A letter to the Somaliland Times
I would just like to register my support for your stand on the issue of the unlawful arrest and detention of the Haatuf journalists and the ones who followed.
I was born in Somaliland myself in 1961 and returning back to Somaliland again after 43 years in November 2005 was one of the highlights of my life, so proud was I of the efforts made by the people of Somaliland to create their own peace, stability and independence, crucially with democracy and the rule of law.
I was asked by so many people in Hargeisa, including on Somaliland TV, about what I thought about Somaliland's claim for recognition and why it was that the UK was waiting and so on. I was very enthusiastic about the call for recognition and I said so, although pointing out how happy the country could be with what it has done on its own, without recognition and dependence on foreign aid and so on. I have talked about the issue many times on my blog (http://charlesfred.blogspot.com), and I have signed petitions and so on.

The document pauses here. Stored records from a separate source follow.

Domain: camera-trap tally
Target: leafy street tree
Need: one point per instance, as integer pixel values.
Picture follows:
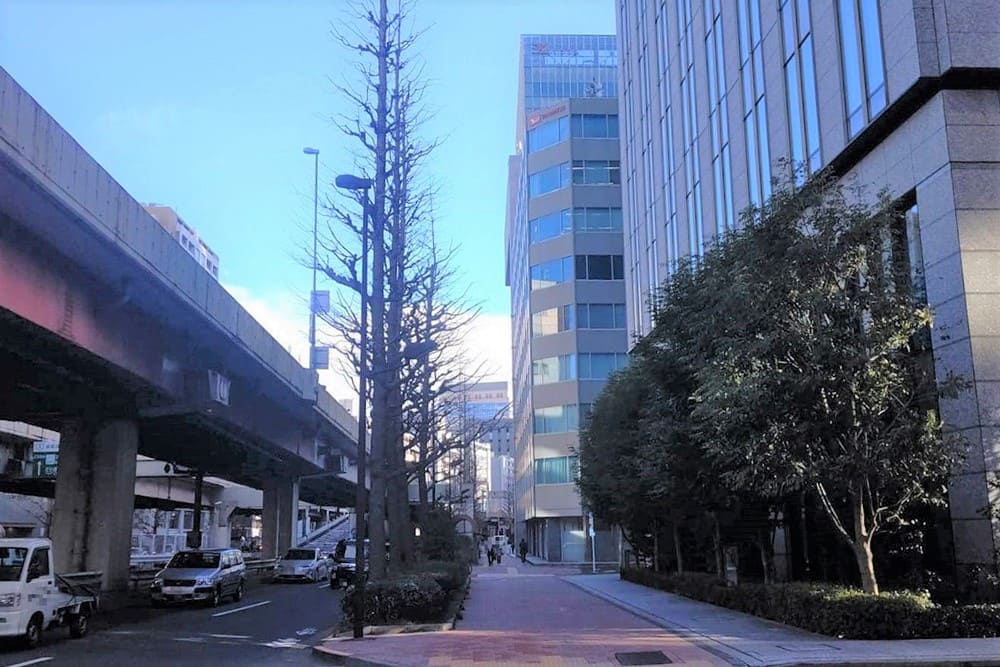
(818, 378)
(793, 356)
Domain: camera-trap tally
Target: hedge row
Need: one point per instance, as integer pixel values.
(833, 610)
(420, 596)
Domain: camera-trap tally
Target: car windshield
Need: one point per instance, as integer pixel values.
(11, 563)
(194, 559)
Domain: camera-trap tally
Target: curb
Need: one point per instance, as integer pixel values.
(708, 643)
(338, 658)
(701, 641)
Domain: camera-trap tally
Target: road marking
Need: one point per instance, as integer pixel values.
(30, 662)
(233, 611)
(286, 642)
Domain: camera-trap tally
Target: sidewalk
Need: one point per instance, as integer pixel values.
(520, 614)
(750, 640)
(526, 615)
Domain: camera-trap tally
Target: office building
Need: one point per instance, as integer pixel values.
(187, 236)
(897, 94)
(565, 269)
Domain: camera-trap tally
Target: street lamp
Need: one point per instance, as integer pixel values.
(313, 365)
(355, 183)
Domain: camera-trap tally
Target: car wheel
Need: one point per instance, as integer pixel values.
(33, 633)
(79, 624)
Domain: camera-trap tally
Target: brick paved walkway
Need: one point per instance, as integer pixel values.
(527, 615)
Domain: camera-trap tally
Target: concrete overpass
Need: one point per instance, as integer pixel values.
(112, 335)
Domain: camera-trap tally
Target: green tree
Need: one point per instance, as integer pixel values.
(813, 374)
(611, 458)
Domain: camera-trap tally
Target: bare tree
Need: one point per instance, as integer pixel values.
(387, 99)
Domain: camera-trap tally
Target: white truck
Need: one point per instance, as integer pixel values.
(34, 598)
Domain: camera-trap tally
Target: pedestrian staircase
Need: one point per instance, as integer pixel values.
(326, 538)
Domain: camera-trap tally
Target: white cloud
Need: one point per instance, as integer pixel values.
(489, 342)
(285, 316)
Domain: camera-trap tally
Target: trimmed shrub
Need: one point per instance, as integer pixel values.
(450, 575)
(833, 610)
(413, 597)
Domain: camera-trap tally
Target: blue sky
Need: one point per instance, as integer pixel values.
(206, 106)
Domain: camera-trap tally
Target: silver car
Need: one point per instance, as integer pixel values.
(206, 575)
(301, 565)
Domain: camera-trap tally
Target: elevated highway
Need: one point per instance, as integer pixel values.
(111, 334)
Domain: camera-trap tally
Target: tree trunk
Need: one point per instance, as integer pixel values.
(862, 545)
(720, 560)
(678, 548)
(377, 495)
(766, 544)
(656, 548)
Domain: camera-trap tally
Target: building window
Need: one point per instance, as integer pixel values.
(667, 145)
(596, 172)
(600, 365)
(548, 134)
(754, 106)
(553, 369)
(718, 118)
(559, 419)
(692, 163)
(552, 272)
(600, 315)
(600, 267)
(552, 321)
(548, 180)
(594, 126)
(556, 470)
(550, 226)
(864, 68)
(800, 81)
(597, 219)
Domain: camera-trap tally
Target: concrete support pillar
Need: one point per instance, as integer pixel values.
(95, 496)
(280, 516)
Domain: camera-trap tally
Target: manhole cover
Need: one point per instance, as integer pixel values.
(643, 658)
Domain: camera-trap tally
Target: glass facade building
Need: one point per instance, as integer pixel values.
(565, 269)
(718, 98)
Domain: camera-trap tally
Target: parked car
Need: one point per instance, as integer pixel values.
(207, 575)
(301, 565)
(33, 597)
(342, 573)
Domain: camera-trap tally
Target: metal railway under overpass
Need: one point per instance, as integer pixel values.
(112, 335)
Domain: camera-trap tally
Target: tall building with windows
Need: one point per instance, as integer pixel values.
(898, 94)
(565, 269)
(187, 236)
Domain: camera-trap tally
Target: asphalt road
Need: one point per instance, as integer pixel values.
(274, 624)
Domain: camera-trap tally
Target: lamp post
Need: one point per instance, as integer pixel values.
(356, 183)
(312, 295)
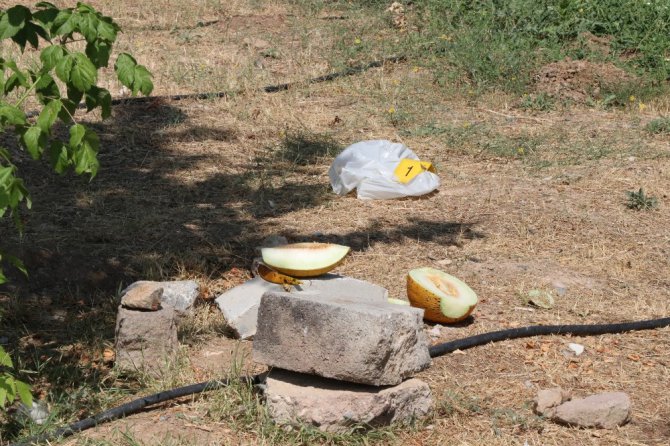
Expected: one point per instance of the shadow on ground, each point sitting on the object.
(141, 218)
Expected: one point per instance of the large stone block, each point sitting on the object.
(239, 305)
(337, 337)
(336, 406)
(146, 340)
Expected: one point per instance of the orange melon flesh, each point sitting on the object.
(304, 259)
(444, 298)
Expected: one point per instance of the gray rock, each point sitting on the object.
(146, 341)
(343, 338)
(143, 296)
(603, 410)
(239, 305)
(547, 400)
(179, 294)
(336, 406)
(38, 413)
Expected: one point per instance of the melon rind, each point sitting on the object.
(304, 259)
(394, 301)
(438, 306)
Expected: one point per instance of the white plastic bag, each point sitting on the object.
(369, 166)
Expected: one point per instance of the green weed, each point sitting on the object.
(537, 102)
(659, 125)
(640, 201)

However, now I feel that the people of Somaliland and all their supporters have been betrayed by the President and those parties who have been involved in this shameful episode. Very telling is the fact that the courts wanted to refer to the law of Somalia rather than Somaliland's own press law when reviewing the charges. Disgraceful.
I am a firm believer in locally tailored democratic institutions, together with a pluralist civil society where there are press freedoms, freedom of speech, freedom of association and various civil bodies, from trade unions to women's groups and environmental groups and so on, non-monopolistic companies, the rule of law, an independent judiciary and so on. I thought that Somaliland was successfully on its way down the right path, but apparently not.
All the plaudits which Somaliland receives such as Africa's best kept secret and all that sound a bit hollow and false when compared to the current reality. For sure, no-one thinks or expects Somaliland to give up its independence, but recognition can hardly be a reward for good civil government, at least not now. And the scarey thing is that if a government wants to act like this at a time it is putting itself into the world's (or Africa's) spotlight with regards to recognition, one can easily imagine what it will be like when recognition arrives, along with all the World Bank loans, oil exploration concessions and so on..., unless things change at the top.
It is a good thing that there are elections in 2008 and let us hope that these are free and fair, as the others have been said to have been. In the meantime, I feel the biggest challenge facing Somaliland is the restoration of democracy and the rule of law and I appreciate the efforts made by yourselves to achieve this.